The kids are hearing language that is meaningful to them. They can understand this simple language that is about them. Waiting to give the ball to Reed only when the circling about him is over, as mentioned, somehow keeps the interest up and going through the entire process.
The great advantage of circling becomes apparent during these discussions about sports: circling keeps things going in the target language! You keep asking questions from the question word chart, and in just a few moments, almost magically, you have circled your way into personalized details. You learn from the class that Reed plays basketball behind Best Buy at five p.m. on Wednesdays in the summer, but only in the month of July. Your reaction to each one of these facts is, of course, one of incredulity.
James gets to hold the ball but he doesn't want it. Yuck! James shows you with his facial expression that he is a soccer player, thank you very much! With a smile and a wink, I called James a football player each time I spoke to him all year, pretending not to remember the true facts in the interest of extra CI and humor.
This play on James’ identity was a game that worked for the whole year, and done with humor, it made James feel even more special. In fact, the last thing I saw written on my blackboard in the last minute I spent in my classroom as I “said goodbye” to my room before the summer that year, was a little note in the corner of the blackboard that read: I play soccer! – James.

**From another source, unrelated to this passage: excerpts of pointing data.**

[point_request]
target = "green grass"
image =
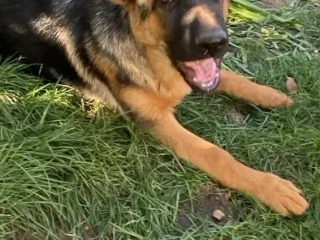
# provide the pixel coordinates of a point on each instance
(64, 172)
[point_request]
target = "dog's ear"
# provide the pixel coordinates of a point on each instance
(144, 7)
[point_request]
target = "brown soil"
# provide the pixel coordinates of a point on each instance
(201, 208)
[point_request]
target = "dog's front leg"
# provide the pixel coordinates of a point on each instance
(259, 95)
(279, 194)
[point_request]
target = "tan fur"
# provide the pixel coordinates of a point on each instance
(158, 107)
(157, 87)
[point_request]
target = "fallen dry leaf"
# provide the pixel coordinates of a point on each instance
(292, 86)
(218, 214)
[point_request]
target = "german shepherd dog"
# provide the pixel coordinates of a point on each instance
(143, 57)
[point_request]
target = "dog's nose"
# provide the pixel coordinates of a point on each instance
(212, 41)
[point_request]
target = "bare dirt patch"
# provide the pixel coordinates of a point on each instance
(209, 203)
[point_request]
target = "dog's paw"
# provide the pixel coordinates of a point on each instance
(272, 98)
(281, 195)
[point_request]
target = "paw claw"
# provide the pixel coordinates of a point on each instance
(282, 196)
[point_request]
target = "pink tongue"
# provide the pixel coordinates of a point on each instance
(204, 70)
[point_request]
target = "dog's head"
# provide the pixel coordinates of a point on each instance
(193, 31)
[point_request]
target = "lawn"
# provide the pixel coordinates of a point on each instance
(73, 171)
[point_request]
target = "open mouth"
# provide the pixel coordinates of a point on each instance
(202, 74)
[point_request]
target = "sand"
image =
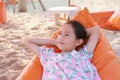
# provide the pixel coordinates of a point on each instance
(14, 56)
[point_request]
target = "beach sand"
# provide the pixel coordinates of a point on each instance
(14, 56)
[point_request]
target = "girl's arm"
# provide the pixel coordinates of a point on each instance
(93, 34)
(33, 44)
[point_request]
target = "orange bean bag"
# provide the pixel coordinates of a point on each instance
(2, 12)
(104, 58)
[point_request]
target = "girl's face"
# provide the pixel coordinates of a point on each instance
(66, 41)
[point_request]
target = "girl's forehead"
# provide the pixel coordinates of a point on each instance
(66, 27)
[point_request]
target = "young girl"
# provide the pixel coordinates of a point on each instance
(71, 64)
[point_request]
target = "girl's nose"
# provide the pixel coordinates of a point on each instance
(61, 38)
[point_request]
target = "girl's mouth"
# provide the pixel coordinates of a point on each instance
(61, 43)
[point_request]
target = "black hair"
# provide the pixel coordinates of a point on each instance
(79, 29)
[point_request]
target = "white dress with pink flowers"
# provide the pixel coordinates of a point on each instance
(74, 65)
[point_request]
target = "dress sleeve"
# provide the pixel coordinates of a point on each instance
(84, 52)
(45, 54)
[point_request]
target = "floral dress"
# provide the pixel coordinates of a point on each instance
(74, 65)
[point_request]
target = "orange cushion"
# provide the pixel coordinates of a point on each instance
(104, 58)
(114, 21)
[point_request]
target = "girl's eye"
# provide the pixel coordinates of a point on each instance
(66, 34)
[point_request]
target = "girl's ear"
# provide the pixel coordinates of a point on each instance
(79, 42)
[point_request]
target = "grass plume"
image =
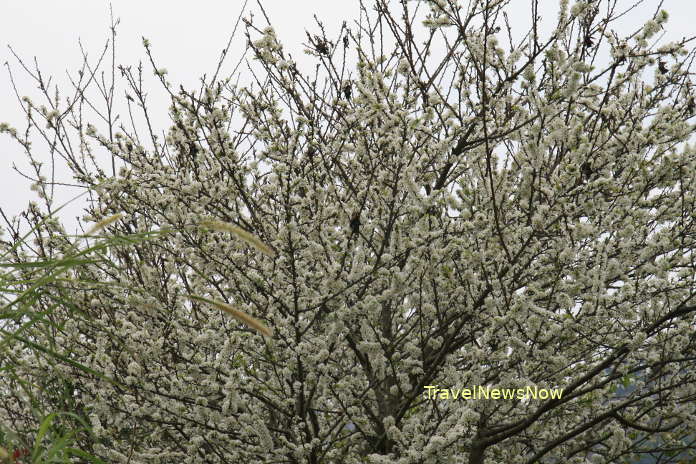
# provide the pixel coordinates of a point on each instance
(251, 239)
(240, 315)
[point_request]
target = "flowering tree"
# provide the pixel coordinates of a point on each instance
(459, 210)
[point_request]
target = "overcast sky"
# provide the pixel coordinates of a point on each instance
(187, 42)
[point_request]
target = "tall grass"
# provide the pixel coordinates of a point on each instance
(54, 435)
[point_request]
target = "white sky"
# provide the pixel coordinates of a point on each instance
(187, 42)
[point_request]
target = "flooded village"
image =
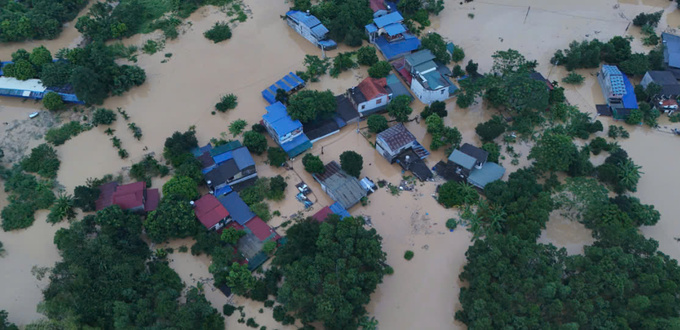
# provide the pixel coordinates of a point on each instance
(265, 53)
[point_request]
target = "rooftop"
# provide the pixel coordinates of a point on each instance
(344, 188)
(209, 211)
(396, 136)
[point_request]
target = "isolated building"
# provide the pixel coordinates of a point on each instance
(309, 27)
(133, 197)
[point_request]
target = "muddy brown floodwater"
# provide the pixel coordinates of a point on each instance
(423, 292)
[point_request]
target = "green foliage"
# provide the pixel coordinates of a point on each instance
(237, 126)
(453, 193)
(227, 102)
(255, 142)
(399, 108)
(174, 218)
(276, 156)
(380, 69)
(53, 102)
(182, 187)
(43, 160)
(367, 56)
(219, 32)
(313, 164)
(377, 123)
(103, 116)
(352, 163)
(309, 105)
(57, 136)
(313, 280)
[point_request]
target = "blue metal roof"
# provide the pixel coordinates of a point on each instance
(388, 19)
(277, 117)
(238, 210)
(395, 29)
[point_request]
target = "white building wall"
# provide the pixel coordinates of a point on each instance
(427, 96)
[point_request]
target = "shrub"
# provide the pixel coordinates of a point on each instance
(377, 123)
(219, 32)
(380, 69)
(227, 102)
(313, 164)
(52, 101)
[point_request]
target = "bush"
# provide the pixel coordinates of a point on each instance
(103, 116)
(313, 164)
(42, 160)
(227, 102)
(219, 32)
(377, 123)
(255, 142)
(276, 156)
(380, 69)
(52, 101)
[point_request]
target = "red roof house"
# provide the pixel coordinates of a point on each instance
(210, 212)
(133, 196)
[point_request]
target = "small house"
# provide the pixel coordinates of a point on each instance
(340, 186)
(211, 213)
(286, 132)
(309, 27)
(134, 197)
(670, 88)
(425, 76)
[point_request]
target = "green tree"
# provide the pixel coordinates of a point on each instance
(352, 163)
(399, 108)
(182, 187)
(377, 123)
(313, 164)
(255, 142)
(53, 102)
(380, 69)
(367, 56)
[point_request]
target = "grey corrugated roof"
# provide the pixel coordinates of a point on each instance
(243, 158)
(346, 189)
(396, 136)
(462, 159)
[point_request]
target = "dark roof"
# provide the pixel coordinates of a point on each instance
(209, 211)
(237, 208)
(396, 136)
(345, 188)
(222, 173)
(478, 153)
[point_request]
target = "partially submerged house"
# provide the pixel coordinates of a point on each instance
(398, 145)
(469, 164)
(427, 78)
(617, 90)
(391, 36)
(340, 186)
(134, 197)
(285, 131)
(309, 27)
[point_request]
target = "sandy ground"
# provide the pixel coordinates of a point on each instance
(182, 92)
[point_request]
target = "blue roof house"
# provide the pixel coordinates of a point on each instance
(391, 36)
(310, 28)
(285, 131)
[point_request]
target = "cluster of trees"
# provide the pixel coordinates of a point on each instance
(37, 19)
(141, 290)
(616, 51)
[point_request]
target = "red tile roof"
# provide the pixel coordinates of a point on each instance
(209, 211)
(260, 228)
(373, 88)
(322, 214)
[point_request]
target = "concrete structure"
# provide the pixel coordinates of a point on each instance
(310, 28)
(340, 186)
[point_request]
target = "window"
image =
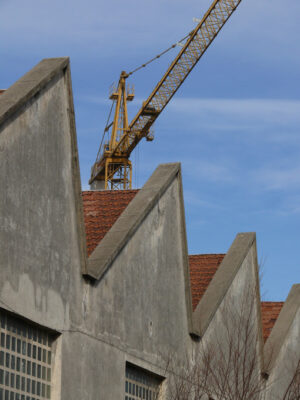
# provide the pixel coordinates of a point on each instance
(141, 384)
(25, 360)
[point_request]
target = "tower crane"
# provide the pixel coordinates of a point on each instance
(113, 169)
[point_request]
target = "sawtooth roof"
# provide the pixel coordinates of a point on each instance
(202, 269)
(103, 208)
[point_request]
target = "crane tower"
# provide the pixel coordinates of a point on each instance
(113, 169)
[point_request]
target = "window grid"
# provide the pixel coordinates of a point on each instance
(25, 360)
(140, 384)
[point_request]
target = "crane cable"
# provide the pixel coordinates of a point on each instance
(105, 129)
(158, 56)
(132, 72)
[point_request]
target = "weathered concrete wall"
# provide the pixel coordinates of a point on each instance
(282, 350)
(39, 245)
(137, 306)
(42, 253)
(228, 318)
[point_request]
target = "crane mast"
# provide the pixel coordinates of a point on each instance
(113, 169)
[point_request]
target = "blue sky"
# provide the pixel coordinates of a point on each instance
(234, 124)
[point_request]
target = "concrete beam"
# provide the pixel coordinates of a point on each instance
(29, 85)
(129, 221)
(222, 281)
(281, 329)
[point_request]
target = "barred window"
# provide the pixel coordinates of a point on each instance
(141, 384)
(25, 360)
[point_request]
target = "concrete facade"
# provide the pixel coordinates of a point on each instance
(130, 301)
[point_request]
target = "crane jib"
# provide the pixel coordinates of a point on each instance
(113, 165)
(198, 42)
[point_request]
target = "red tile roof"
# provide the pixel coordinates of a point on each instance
(202, 269)
(269, 311)
(101, 210)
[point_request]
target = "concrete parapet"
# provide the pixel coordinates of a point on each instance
(282, 328)
(123, 229)
(222, 281)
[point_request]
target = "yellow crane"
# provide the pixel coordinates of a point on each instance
(113, 169)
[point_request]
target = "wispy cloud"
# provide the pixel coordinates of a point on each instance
(267, 110)
(279, 179)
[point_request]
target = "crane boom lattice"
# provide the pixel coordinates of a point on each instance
(195, 46)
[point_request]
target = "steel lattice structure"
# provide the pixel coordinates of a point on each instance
(116, 157)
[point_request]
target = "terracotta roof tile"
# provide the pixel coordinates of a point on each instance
(270, 311)
(101, 210)
(202, 269)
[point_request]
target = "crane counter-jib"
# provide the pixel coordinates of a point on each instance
(195, 46)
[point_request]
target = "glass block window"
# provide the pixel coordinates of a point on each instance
(25, 360)
(141, 384)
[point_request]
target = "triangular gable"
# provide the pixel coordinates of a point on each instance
(111, 246)
(41, 223)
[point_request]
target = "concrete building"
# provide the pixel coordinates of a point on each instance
(99, 297)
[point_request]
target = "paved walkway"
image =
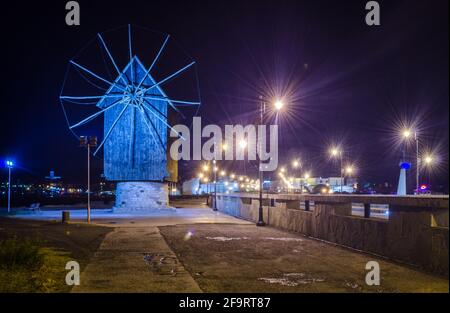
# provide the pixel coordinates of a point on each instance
(164, 252)
(136, 258)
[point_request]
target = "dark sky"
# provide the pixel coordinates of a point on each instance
(347, 82)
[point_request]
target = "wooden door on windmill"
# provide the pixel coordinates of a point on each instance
(135, 127)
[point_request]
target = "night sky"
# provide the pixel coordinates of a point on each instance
(347, 82)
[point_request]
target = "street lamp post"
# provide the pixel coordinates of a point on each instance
(215, 169)
(407, 134)
(88, 142)
(336, 152)
(261, 183)
(296, 164)
(418, 165)
(278, 104)
(9, 165)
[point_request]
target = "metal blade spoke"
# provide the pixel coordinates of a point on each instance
(96, 76)
(89, 118)
(162, 120)
(112, 59)
(170, 76)
(171, 100)
(111, 129)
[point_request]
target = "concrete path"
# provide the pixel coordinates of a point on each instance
(136, 258)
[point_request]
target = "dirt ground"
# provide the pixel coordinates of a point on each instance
(246, 258)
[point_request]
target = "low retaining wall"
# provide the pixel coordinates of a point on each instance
(415, 231)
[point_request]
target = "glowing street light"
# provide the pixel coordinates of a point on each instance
(428, 160)
(278, 104)
(9, 165)
(349, 170)
(406, 133)
(242, 143)
(337, 153)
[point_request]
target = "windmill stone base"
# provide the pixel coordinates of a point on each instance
(141, 197)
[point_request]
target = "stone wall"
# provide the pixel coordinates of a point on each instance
(141, 196)
(416, 231)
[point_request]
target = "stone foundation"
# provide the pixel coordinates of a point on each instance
(141, 197)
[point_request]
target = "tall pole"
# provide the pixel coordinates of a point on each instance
(9, 189)
(89, 184)
(260, 211)
(215, 184)
(340, 157)
(417, 162)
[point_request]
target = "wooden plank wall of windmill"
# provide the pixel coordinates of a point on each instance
(143, 160)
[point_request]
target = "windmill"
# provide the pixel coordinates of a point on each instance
(135, 108)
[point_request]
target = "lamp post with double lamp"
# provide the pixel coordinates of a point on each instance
(88, 142)
(215, 169)
(429, 161)
(407, 134)
(278, 105)
(337, 153)
(297, 164)
(9, 165)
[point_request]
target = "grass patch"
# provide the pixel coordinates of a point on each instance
(26, 266)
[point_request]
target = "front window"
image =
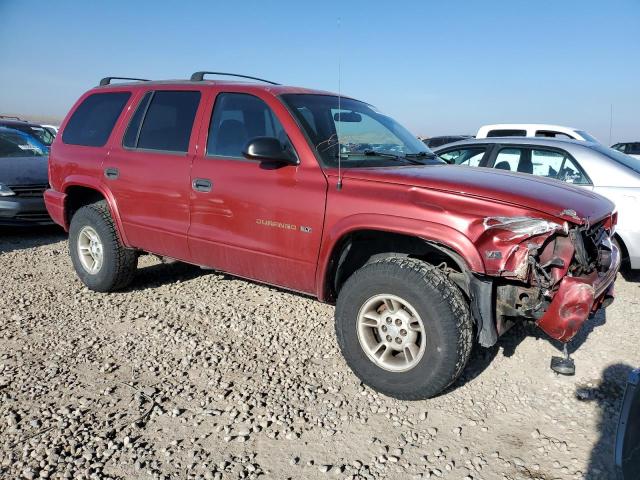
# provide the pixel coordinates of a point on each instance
(355, 133)
(14, 143)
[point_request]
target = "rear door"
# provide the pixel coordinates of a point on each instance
(148, 172)
(253, 219)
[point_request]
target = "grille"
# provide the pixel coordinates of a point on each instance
(29, 190)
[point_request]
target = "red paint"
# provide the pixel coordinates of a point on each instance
(231, 227)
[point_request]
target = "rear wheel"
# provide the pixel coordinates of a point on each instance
(404, 328)
(99, 258)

This anecdote taught me a lesson. It showed just how strongly a child’s emotions and identity are connected to what they do during their days in our middle and high schools!
And what would Sarah Lee want with the ball? Sarah Lee never plays basketball. She reads. She wants a book!
Class, Sarah reads!
Instantly this shy student, who has been kind of “hiding” in class up to this point, has an identity and seems to like being Sarah Lee, who reads. Here I am encountering a child PQA in a Wink page 25 who does not play a sport, so I just start circling “Sarah reads,” adding as much detail as I can at every opportunity via the question words:
Class, where does Sarah read? (Steakback Outhouse...) What does she read? (letters and numbers, but not words and books...) What is Sarah’s favorite number? (4...) What numbers doesn't Sarah like? (10, 9, 2, and 5...) What is Sarah’s favorite word? (flower…) What word doesn’t Sarah like? (desk…) Does Sarah read or write? etc.
Interesting, comprehensible input is being delivered slowly, new words are being pointed to, and pauses are occurring as the new words sink in. “Write” is probably a new word, so I put it on the board with its English translation, let it sink in, check for comprehension, check in with my barometer students (two in that particular class), and then move on with the discussion.
As previously stated, all new words and any words needing review are written down on the board or overhead the moment they occur. When the circling naturally runs out of energy by itself, as it did with Reed, a new student becomes the subject of discussion:
Class, Sarah reads, but Shelby writes!